It’s been a challenging few years for the hospitality industry and even though 2022 has brought with it a lessening of restrictions for venues, there are certainly no less challenges on the horizon.
As the year unfolds, we predict there will be six key challenges that will influence venues as they work towards recovery:
Enticing workers with pay, perks and conditions
Finding qualified people is a struggle for all foodservice venues at the moment. We’re seeing wages soar for everyone from the dishy to the head chef. After the pandemic, many venues are realising that a huge proportion of hospitality workers may not consider returning to the industry. Venues will need to offer better pay, sign-on bonuses, better hours and shifts and, of course, better perks.
Then of course, venues need to ensure they protect those employees they do still have, especially as COVID variants arise.
Preparing for weather events and climate change
Weather related events are causing turmoil in the hospitality industry and venues should be ready for more disruptions from climate-change weather events. Extreme weather unsettles hospitality business on many levels: raising costs, interrupting operations and reducing leisure and travel.
With the QLD floods the most recent example, not only could a weather event directly impact your venue, but even if you’re miles away your suppliers and customers could be negatively effected and you could find yourself without stock or without diners.
Disruptions to supply chain
2021 saw a computer chip shortage that had a knock-on effect across several industries, there has been similar worries about restaurant food supplies. The Queensland floods are an obvious example where trucks simply could not get through to deliver supplies, but there are several other factors affecting Australian supply chain including worker shortages in the supply chain due to COVID isolation or shortage of products themselves (like coffee which is facing a shortage this year).
Technology transforming the workplace
Tech innovations continue to transform hospitality.

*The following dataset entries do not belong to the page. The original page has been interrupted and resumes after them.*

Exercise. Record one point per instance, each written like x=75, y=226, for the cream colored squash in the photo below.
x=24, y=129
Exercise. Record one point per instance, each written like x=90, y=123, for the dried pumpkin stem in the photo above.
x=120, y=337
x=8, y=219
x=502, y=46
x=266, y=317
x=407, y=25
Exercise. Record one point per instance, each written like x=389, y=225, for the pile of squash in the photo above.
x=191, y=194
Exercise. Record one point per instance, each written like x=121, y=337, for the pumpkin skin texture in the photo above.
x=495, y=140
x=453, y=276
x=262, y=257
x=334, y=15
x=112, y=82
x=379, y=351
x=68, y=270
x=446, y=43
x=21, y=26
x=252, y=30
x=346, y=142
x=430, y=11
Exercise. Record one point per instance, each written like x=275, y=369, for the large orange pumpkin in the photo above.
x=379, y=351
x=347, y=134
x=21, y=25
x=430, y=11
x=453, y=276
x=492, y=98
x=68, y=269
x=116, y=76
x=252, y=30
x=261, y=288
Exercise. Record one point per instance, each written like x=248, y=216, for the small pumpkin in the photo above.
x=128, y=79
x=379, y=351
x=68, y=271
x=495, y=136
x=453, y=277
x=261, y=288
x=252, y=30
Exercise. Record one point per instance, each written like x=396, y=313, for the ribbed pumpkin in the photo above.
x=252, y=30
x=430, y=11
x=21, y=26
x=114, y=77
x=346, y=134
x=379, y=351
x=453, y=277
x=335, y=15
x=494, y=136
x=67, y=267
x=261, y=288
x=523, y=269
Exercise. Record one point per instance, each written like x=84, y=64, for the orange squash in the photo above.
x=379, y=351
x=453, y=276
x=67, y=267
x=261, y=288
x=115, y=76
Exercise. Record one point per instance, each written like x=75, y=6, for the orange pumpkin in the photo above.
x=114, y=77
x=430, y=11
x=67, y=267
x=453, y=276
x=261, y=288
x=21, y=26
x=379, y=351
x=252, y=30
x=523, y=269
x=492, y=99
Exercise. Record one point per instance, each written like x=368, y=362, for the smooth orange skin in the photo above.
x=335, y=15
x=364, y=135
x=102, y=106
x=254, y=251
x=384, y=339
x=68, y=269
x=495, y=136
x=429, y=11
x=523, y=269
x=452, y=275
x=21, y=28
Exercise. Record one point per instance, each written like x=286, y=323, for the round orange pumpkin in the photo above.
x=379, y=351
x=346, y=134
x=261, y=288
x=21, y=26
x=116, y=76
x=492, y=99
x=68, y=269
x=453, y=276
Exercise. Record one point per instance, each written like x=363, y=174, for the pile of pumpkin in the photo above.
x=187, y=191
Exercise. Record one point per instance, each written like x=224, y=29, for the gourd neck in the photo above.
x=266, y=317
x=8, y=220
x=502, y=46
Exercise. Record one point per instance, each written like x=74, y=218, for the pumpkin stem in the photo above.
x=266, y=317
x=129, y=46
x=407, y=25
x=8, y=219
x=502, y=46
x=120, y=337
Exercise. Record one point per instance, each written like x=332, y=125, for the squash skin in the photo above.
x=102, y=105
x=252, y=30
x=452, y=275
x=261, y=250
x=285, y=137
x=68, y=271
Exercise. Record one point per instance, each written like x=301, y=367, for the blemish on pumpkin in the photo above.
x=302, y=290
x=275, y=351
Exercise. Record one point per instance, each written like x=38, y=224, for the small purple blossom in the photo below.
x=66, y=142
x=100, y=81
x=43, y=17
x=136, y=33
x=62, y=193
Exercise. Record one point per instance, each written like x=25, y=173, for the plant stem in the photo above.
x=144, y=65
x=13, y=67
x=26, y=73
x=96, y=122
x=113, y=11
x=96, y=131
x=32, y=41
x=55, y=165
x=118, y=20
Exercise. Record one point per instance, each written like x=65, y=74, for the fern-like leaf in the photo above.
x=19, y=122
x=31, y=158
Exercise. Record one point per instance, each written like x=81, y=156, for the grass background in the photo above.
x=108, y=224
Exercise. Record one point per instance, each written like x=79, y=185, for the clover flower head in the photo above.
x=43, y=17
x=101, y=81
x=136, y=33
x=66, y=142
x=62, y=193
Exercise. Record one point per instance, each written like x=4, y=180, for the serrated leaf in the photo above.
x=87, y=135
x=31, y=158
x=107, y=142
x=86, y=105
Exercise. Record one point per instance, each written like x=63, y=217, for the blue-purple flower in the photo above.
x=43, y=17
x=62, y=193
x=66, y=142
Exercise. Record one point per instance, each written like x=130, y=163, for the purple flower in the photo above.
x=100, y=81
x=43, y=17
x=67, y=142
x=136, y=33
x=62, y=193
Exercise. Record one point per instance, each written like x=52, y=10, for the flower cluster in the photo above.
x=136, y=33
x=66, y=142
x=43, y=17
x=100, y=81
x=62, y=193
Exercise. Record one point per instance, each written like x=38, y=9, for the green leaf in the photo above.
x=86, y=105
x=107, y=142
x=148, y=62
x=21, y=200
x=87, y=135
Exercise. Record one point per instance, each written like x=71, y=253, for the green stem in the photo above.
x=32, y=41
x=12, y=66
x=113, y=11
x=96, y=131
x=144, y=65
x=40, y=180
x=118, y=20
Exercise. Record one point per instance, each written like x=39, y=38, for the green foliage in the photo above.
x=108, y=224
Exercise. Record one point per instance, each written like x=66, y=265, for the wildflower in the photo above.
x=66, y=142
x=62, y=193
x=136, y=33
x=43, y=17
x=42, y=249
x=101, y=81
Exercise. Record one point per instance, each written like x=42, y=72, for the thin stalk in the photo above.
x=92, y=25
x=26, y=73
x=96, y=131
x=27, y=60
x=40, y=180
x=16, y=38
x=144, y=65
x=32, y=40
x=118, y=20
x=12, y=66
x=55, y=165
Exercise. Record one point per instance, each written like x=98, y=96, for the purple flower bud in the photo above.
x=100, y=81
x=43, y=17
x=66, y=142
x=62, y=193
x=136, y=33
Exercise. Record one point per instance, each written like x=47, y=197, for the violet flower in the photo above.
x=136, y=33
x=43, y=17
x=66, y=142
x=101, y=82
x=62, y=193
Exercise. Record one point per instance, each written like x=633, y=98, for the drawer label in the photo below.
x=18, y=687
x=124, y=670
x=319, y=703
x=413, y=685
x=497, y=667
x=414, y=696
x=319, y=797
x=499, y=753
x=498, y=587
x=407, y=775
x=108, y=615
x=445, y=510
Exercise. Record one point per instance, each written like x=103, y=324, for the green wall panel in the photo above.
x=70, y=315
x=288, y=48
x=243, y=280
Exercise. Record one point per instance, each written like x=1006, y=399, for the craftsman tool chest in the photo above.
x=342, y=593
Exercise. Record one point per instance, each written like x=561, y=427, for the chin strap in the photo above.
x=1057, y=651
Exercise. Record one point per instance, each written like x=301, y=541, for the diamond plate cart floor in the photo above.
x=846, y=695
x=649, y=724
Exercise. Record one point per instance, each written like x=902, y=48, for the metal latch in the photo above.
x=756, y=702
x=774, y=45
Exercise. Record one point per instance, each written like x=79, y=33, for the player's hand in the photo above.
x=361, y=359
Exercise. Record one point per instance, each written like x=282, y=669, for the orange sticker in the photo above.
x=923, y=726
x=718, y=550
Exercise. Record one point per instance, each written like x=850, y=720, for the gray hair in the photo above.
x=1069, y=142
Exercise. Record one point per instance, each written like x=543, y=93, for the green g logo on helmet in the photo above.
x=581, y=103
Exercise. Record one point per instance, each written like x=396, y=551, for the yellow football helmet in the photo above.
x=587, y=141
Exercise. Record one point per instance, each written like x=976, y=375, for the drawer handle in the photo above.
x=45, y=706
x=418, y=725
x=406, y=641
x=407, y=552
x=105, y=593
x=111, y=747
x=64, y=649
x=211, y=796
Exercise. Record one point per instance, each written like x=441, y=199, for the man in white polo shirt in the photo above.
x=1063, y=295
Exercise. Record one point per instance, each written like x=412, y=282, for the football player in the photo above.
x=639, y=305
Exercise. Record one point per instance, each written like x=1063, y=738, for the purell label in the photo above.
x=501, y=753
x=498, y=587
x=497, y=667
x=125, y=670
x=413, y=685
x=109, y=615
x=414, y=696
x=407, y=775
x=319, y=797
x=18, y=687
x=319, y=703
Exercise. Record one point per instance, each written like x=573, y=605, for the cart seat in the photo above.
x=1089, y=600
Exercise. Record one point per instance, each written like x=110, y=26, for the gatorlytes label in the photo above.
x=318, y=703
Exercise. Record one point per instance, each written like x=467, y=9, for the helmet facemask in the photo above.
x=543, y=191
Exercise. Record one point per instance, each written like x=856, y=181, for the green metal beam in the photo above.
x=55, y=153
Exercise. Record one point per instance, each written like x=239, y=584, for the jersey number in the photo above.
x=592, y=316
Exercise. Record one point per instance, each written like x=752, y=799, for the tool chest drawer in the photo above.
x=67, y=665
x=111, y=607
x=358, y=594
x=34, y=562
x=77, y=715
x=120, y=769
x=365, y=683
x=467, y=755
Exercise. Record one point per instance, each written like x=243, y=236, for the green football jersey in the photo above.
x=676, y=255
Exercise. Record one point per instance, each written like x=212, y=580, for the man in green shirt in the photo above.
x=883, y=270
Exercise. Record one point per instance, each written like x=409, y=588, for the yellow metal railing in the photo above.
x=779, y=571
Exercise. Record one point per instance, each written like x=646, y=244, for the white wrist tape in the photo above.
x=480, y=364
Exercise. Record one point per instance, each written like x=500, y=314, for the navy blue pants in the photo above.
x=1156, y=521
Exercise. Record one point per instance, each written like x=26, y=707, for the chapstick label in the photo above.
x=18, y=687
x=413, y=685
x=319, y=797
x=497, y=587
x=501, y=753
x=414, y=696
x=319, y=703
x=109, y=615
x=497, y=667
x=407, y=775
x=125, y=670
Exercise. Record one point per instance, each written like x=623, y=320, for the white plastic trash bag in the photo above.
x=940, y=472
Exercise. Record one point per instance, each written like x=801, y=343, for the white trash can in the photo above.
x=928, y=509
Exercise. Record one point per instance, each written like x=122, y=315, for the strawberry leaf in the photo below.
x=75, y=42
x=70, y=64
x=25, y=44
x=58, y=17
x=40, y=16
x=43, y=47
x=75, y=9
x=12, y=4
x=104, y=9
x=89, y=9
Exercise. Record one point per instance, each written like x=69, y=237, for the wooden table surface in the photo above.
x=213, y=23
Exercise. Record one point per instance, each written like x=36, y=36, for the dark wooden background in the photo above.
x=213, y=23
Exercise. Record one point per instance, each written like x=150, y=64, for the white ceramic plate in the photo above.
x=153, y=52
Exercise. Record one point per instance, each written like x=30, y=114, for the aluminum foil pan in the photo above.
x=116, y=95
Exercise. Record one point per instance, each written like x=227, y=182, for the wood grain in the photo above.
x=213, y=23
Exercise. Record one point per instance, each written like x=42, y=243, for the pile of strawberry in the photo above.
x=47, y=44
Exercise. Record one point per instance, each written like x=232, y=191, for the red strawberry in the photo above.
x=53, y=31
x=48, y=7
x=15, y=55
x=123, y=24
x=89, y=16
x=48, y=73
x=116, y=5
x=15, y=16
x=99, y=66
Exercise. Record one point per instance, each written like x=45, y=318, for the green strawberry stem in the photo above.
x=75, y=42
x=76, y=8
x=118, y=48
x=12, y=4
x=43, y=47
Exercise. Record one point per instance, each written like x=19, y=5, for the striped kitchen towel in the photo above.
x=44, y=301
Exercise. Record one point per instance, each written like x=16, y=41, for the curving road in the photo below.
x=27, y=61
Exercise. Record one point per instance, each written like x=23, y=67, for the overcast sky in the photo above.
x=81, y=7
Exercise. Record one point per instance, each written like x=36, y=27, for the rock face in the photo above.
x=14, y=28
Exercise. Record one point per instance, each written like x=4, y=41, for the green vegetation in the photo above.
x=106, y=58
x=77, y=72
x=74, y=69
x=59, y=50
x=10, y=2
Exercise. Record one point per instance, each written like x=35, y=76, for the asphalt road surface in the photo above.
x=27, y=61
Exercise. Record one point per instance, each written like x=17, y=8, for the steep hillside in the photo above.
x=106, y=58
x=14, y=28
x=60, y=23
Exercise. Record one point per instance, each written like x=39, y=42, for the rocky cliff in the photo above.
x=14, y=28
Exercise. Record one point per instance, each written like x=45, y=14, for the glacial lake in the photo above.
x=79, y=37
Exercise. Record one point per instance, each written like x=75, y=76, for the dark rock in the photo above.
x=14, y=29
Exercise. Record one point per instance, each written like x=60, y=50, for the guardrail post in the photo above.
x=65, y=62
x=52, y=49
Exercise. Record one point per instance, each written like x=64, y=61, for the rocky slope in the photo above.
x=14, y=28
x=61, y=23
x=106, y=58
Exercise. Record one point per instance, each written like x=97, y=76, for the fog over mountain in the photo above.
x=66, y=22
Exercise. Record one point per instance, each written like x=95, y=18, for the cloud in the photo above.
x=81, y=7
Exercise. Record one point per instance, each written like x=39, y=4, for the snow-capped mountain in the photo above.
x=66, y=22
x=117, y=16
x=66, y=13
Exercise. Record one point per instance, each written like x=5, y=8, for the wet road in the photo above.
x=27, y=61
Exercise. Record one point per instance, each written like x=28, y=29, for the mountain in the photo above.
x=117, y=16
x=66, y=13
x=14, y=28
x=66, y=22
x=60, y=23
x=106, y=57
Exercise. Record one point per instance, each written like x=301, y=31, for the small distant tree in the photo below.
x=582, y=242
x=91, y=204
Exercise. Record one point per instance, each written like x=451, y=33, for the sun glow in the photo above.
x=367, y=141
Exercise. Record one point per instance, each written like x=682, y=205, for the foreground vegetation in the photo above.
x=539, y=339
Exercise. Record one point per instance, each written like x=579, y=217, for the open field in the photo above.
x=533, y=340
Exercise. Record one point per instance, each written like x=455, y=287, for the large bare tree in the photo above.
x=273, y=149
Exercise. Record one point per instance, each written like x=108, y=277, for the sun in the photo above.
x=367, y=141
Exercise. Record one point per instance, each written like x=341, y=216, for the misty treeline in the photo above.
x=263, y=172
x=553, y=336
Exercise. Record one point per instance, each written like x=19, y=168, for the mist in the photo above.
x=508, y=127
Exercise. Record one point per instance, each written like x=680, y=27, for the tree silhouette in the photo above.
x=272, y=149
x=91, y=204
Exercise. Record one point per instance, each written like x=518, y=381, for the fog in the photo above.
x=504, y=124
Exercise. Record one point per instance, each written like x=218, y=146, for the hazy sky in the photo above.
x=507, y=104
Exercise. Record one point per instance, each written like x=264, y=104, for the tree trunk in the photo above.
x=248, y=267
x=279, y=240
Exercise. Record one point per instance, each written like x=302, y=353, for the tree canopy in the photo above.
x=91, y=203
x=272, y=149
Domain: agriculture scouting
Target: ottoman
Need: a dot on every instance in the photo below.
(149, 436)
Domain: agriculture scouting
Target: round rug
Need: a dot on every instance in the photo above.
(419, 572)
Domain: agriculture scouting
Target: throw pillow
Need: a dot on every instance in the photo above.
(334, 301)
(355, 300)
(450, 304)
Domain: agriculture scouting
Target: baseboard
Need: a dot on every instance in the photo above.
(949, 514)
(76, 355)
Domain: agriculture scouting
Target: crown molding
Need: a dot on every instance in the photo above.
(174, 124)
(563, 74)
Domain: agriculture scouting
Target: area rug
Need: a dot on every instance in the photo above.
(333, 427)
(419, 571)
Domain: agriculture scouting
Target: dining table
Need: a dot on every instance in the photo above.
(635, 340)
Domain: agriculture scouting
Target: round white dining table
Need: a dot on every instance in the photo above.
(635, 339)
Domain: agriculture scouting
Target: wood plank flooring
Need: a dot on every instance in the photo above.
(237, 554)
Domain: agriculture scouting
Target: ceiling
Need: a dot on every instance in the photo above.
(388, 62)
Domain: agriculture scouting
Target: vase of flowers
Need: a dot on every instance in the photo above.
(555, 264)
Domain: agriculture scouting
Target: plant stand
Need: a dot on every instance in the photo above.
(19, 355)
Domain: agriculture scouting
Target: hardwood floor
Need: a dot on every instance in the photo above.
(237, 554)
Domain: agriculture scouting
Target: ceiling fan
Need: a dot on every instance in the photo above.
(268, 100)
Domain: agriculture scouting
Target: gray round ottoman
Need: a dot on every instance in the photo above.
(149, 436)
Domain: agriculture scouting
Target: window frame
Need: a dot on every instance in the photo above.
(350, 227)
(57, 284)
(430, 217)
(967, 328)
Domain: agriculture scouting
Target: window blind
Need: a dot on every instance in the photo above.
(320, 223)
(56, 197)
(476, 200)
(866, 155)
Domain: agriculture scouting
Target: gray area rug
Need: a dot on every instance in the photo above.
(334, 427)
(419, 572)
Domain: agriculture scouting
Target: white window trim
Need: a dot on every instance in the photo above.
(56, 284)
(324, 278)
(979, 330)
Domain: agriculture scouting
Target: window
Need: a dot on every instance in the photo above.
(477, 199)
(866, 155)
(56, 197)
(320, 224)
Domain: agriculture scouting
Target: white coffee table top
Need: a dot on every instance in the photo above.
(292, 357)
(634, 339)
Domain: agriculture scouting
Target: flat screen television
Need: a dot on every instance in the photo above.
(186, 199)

In the past couple of years QR codes and point of sales systems have become far more prevalent and customers are used to ordering from their phone for speed and efficiency. This will not come without its challenges as venues will need to be aware and prepared for cyber breaches and things like ransomware and malware.
On top of the usual staff training, venues will now need to train employees to avoid breaches through technology or risk losing their hard earned profits.
Waiting for international demand to return
Australia has opened its borders to international travellers but tourist intake is slow moving and many venues who would usually be packed with international tourist over the summer have experienced another quiet peak period. As travellers (and international workers) start to drip through, venues will need to come up with ways to entice them to eat and drink with them (when many diners are still wary of eating indoors or being around large groups).
The Economist aptly put it: “The era of predictable unpredictability is not going away”. Last year, people were hoping for stability, if not complete normality. Now, we are facing a time of predictable unpredictability. Venues who remain flexible and resilient, creative in their thinking and above all else are willing to continue the slog of the previous two years will see rewards as the ‘new normal’ settles in.